As independent evidence for a conformational change at the C-terminal end of the SNARE complex, 1H-15N TROSY-HSQC NMR spectra with 15N labeled ternary SNARE complex and complexin-1 revealed interactions between the complexin-1 N-terminus with all components (syntaxin-1A, SNAP-25A, and synaptobrevin-2) at the C-terminal end of the ternary SNARE complex (Figure 5b in Xue et al., 2010). The interaction between complexin-1 and ternary SNARE complex was also examined by EPR (Lu et al., 2010). Most of the spin-labeled residues of the accessory domain of complexin-1 exhibited spectral broadening when quaternary complex was formed with the SNARE complex, likely due to formation of an α-helical conformation of the accessory domain of complexin-1. However, the authors noted that the spectra were sharper than those for solvent exposed residues on the surface of an α-helix that is part of a globular protein. Therefore, the observed sharpening could be due to motion between several conformations that are sampled by the accessory domain, consistent with the range of conformations that are suggested by our smFRET efficiency histogram (Figure 3B).

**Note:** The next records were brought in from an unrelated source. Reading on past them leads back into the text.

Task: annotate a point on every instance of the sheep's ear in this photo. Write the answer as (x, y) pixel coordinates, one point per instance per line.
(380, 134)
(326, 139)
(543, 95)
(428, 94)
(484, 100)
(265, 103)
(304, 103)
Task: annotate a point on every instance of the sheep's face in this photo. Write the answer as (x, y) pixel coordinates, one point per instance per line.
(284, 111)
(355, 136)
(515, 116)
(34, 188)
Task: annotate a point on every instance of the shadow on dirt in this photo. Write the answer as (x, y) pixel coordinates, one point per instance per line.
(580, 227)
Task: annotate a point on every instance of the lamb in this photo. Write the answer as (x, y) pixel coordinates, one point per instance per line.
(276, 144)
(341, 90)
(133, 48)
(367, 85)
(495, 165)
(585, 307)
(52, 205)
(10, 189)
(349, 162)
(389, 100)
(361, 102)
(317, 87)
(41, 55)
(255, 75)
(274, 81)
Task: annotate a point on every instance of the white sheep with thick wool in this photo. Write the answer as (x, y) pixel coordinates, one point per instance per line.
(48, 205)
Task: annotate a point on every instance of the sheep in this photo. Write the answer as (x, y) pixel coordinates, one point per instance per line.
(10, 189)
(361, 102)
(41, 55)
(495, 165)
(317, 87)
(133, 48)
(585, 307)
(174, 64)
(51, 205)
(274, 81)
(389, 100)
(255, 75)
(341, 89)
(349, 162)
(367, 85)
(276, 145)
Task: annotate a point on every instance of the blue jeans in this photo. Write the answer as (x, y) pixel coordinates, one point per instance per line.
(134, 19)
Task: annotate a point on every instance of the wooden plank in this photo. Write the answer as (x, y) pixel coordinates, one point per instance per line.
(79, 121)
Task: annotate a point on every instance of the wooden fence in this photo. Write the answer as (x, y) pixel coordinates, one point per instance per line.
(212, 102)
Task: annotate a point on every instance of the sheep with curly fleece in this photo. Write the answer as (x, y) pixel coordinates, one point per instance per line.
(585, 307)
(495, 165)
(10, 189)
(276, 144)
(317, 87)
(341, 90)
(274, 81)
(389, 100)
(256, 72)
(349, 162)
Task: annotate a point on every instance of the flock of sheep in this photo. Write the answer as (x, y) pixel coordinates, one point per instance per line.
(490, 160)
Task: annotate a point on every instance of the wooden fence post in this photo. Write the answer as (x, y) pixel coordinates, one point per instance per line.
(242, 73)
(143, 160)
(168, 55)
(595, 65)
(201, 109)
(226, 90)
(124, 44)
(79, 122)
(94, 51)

Spin-labeling of the C-terminal half of the cytoplasmic domain of synaptobrevin-2 indicated little effect on the EPR line widths for most of the labels (Lu et al., 2010), suggesting that the conformational change at the C-terminal end of the SNARE complex does not involve a dissociation of a part of synaptobrevin-2, but rather that synaptobrevin-2 is still interacting with the other components of the complexin-1 / ternary SNARE supercomplex.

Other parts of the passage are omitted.